The Reporters Committee for Freedom of the Press today urged Attorney General John Ashcroft not to issue another subpoena to Vanessa Leggett, the Texas book author who spent 168 days in jail on a civil contempt charge for refusing to comply with a federal subpoena demanding her confidential research.

The letter asked Ashcroft to acknowledge that Ms. Leggett is a journalist who qualifies for the protections afforded by the Department of Justice’s news media subpoena guidelines.

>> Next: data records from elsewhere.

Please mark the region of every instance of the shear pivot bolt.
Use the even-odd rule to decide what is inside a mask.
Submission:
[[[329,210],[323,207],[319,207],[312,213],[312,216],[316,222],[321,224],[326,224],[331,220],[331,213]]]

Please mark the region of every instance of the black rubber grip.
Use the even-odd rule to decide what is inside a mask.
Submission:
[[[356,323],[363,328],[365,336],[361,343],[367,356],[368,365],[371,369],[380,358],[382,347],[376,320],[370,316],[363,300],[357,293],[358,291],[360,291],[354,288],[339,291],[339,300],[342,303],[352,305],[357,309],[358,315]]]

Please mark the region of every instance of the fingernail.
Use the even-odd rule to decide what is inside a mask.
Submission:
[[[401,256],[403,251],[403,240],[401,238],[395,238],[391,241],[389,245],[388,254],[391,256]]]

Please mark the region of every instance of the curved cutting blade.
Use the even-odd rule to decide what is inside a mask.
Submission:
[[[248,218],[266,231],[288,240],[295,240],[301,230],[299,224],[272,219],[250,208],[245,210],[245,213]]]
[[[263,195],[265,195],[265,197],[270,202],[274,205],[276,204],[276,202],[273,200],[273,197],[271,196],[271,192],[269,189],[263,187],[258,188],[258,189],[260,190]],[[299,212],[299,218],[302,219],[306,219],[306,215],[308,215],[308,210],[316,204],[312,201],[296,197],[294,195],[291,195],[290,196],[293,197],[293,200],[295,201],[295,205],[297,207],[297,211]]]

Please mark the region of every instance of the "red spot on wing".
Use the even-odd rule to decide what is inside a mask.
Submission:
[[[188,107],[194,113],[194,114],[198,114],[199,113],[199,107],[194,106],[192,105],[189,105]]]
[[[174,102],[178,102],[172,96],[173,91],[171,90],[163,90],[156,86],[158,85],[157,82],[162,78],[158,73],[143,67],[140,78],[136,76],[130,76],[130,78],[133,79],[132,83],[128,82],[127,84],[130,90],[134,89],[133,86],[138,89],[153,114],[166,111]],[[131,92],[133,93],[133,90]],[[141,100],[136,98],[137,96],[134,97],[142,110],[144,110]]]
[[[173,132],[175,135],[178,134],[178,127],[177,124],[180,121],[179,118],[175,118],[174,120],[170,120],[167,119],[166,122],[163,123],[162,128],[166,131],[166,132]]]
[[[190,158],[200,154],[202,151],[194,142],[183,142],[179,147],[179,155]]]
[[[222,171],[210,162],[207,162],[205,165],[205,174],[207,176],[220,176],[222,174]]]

Those guidelines require that, before the Department can issue a subpoena to a journalist, it first must carefully balance the public’s interest in law enforcement with the public’s interest in a free press. The guidelines also require that subpoenas to journalists seek relevant, specific information that cannot be obtained elsewhere.

The Reporters Committee argued that the subpoena issued to Ms. Leggett last summer, which essentially demanded four years of her research into a Houston murder, was so broad that it could not have met the Department’s subpoena guidelines.

The letter noted the futility of issuing another subpoena to Ms. Leggett.

“Ms. Leggett spent 168 days in jail objecting to the demands of an onerous and overbroad subpoena. She has proven that she will not comply with such requests from federal prosecutors, not out of spite, but on principle — a principle on which she has been supported by a great number of media organizations,” the letter said.

“Further action on the part of your Department to force Ms. Leggett to divulge her confidential research would not only violate the Department’s guidelines, it would be pointless.”

Ms. Leggett was released from the Federal Detention Center in Houston on Jan. 4 when the grand jury before which she was ordered to testify completed its term. However, she could be subpoenaed to testify at trial if prosecutors obtain an indictment in the underlying criminal case, or she could be called before another grand jury.